Brucella Canis symptoms and what to look out for as three Britons contract bacterial infection from dogs and dog cases skyrocket

For the first time in Britain, three Britons have been infected with Brucella canis – a disease usually restricted to dogs imported from Eastern Europe.

The unidentified cases contracted the bacterial infection after contact with infected pets, with at least one requiring hospital treatment for their symptoms.

But officials also revealed the bug is spreading among British canines for the first time, raising the prospect of further human infections.

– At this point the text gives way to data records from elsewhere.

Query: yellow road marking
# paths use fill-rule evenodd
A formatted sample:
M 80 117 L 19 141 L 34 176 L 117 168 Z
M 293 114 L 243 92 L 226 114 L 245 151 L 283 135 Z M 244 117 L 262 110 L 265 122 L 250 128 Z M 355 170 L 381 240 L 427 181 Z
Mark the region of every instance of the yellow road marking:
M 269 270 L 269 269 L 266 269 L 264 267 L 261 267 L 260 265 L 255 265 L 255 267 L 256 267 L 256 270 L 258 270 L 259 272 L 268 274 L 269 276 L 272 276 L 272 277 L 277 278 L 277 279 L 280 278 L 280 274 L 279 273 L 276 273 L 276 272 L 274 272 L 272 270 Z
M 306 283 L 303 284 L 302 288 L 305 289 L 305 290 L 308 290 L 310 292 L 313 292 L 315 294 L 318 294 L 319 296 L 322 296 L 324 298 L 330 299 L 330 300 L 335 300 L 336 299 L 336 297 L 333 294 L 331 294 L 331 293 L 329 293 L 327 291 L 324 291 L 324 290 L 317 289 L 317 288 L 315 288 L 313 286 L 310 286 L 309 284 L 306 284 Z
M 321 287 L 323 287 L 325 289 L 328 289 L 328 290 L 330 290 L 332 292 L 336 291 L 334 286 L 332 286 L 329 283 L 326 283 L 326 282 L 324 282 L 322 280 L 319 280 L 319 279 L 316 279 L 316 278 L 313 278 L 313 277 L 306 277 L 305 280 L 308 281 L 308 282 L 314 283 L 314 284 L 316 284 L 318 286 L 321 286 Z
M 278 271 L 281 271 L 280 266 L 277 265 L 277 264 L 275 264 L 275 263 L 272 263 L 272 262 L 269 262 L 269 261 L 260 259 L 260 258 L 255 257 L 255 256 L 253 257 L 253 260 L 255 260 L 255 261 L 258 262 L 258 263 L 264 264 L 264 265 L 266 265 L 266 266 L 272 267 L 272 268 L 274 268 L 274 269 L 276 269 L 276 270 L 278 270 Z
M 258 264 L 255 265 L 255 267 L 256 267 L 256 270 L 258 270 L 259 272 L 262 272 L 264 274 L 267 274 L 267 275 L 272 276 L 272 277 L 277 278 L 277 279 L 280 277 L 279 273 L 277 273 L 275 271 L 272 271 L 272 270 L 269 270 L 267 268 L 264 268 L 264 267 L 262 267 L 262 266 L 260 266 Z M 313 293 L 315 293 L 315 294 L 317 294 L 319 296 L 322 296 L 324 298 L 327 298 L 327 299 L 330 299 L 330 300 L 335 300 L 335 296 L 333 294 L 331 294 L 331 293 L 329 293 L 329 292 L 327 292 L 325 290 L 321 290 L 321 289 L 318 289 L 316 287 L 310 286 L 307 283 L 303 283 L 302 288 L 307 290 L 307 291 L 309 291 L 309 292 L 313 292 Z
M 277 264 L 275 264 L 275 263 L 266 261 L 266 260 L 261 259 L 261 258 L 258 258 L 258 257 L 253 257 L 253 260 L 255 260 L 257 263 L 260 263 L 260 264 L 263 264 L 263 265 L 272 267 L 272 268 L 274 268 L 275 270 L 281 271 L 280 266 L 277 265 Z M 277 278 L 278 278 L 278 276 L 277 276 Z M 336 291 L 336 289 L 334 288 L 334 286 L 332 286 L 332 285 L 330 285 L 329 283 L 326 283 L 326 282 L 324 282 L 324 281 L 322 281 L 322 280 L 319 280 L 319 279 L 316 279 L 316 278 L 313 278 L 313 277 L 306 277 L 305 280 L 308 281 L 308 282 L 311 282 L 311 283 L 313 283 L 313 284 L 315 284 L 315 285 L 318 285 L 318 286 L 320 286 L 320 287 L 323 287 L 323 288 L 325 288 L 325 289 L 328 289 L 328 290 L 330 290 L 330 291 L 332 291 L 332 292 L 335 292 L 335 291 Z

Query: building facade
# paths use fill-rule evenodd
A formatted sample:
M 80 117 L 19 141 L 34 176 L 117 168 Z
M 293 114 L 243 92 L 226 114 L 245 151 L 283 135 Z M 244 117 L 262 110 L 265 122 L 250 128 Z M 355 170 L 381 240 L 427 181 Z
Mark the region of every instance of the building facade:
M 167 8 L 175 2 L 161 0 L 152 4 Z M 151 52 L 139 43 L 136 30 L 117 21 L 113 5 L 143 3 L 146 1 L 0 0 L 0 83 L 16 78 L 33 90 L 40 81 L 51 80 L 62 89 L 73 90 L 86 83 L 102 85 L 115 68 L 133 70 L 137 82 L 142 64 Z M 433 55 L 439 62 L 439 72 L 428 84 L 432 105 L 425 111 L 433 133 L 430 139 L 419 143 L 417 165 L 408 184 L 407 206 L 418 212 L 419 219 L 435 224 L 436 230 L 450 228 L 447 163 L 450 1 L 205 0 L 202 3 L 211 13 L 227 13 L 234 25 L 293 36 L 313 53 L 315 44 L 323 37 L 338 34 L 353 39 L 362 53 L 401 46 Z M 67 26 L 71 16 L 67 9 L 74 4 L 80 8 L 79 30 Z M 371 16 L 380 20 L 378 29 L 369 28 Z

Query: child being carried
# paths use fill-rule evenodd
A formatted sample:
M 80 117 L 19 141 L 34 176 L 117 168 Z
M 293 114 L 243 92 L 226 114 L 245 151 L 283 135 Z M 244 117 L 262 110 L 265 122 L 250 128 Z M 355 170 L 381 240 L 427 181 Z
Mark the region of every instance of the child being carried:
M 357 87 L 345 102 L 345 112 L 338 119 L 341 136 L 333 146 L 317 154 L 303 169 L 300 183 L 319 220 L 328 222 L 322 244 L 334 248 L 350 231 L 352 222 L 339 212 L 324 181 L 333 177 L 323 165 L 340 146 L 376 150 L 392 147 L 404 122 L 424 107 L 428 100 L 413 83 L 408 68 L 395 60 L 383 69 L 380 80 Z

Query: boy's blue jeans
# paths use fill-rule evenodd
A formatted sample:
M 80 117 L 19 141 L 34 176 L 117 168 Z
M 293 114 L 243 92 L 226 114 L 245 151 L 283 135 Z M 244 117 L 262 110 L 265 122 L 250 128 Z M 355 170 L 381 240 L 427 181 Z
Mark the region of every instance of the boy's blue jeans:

A record 91 cases in dogs were discovered in the first six months of this year alone.

Here, MailOnline answers all your questions about the bacterial infection, including how to protect yourself and your pet.

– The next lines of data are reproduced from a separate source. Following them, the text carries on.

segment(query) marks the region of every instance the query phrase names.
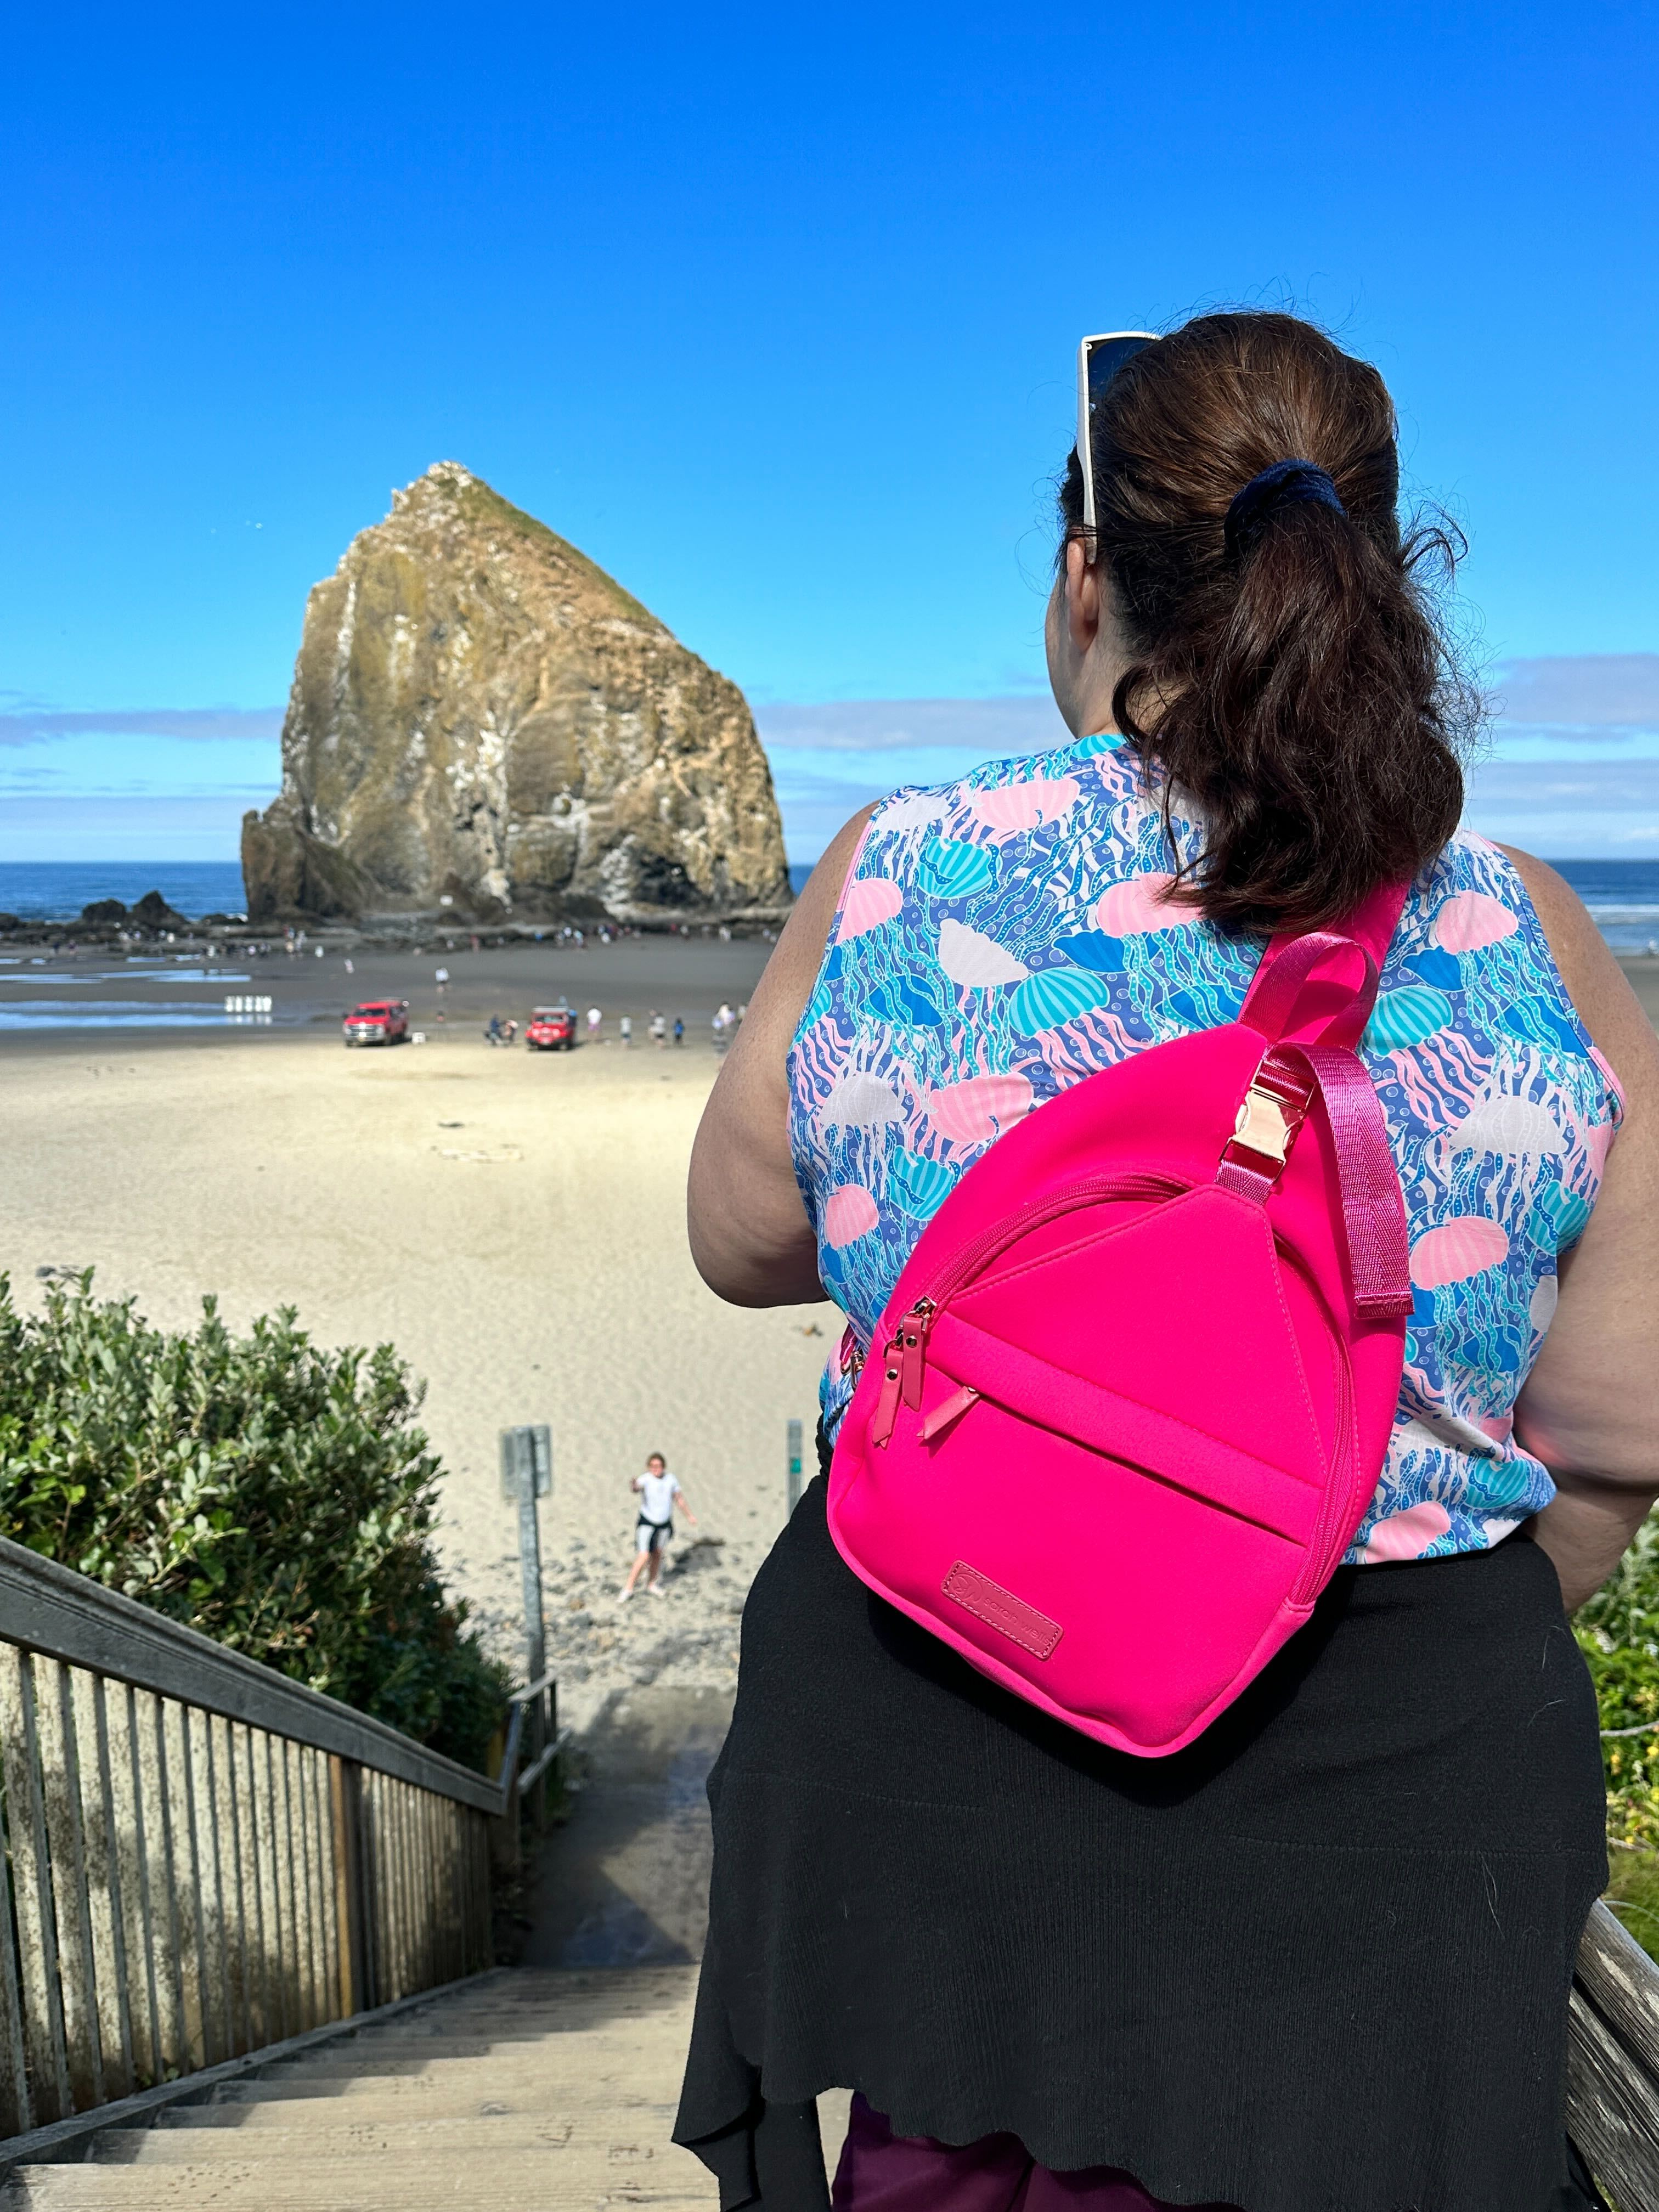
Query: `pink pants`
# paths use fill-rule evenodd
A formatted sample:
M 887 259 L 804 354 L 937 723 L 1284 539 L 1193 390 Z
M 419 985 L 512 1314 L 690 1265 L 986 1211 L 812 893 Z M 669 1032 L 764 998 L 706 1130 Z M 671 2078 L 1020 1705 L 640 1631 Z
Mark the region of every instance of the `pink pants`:
M 1115 2166 L 1051 2173 L 1017 2136 L 981 2136 L 959 2150 L 896 2136 L 858 2096 L 830 2203 L 834 2212 L 1175 2212 Z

Brucella canis can infect both humans and dogs, but causes different symptoms

What is Brucella canis?

Brucella canis is a bacterial infection that mainly affects dogs.

However, other canines, such as foxes, wolves and coyotes, are also susceptible.

It was first identified in the 1960s after breeders in the US reported that their dogs were having miscarriages.

Brucella canis is considered an incurable disease in dogs and in rare cases can also infect humans.

Although infection is not a death sentence for animals, the bacteria can remain dormant in a dog, meaning the animal is at risk of transmitting the infection to others for the rest of its life.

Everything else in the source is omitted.